Xavier Péneau comme Alain Carignon bénéficient d’un soutien de poids en 2010. Ils sont tous les deux proches du président de la République, Nicolas Sarkozy – Carignon parce qu’il le conseille, Péneau parce qu’il est haut fonctionnaire. Ce dernier va même recevoir la légion d’honneur des mains de Sarko.
De son côté, André Vallini (président PS du département) demande à récupérer l’argent. Mais il se rend compte que le duo Péneau-Carignon a déposé une demande de remise gracieuse auprès du ministre du budget. Xavier Péneau tente aussi d’attendrir André Vallini « en expliquant qu’il a trois enfants et pas un sou vaillant », selon Le Canard enchaîné (24/02/2010). Les caciques de l’UMP s’agitent dans leur coin.
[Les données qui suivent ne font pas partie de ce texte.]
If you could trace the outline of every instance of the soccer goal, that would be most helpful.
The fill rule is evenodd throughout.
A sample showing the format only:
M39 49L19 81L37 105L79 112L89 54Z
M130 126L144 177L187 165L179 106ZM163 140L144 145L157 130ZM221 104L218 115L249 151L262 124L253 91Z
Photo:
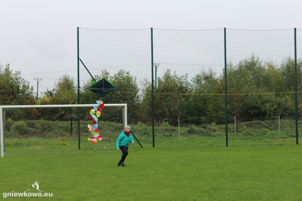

Brice Hortefeux, ami de Carignon, tente d’intercéder en glissant à André Vallini : « Dans pareils cas, toutes les collectivités ont accordé une remise gracieuse. »
Même Jack Lang glisse un mot au président du Département, expliquant que Carignon « est un ministre qui a fait du bon boulot » toujours selon Le Canard enchaîné.
Qu’importe, en février 2011, le ministre du budget rejette cette demande de remise. Péneau et Carignon doivent payer 253 126,36 euros, assortis de 51 000 euros d’intérêts (depuis 2004, le temps se fait long). Alors, ont-ils casqué ?
En 2020, on a tenté d’avoir le fin mot de l’histoire. La com’ du Département refuse de répondre, ce qui est en soi scandaleux. Des sources internes affirment que Carignon « aurait » payé l’amende, et « aurait » remboursé la collectivité. Raymond Avrillier le pense aussi, même si notre question « lui met le doute ». Carignon répond par messages lapidaires, sans aucun document confirmant son paiement, répétant dans un deuxième message qu’il n’a « naturellement » aucune dette envers le Département de l’Isère. Et nous n’avons « naturellement » aucune confiance dans les affirmations d’Alain Carignon. Si quelqu’un parmi ses amis tombe sur un reçu, merci de nous le faire parvenir : c’est au croyant de prouver que Dieu existe, pas au sceptique de prouver le contraire.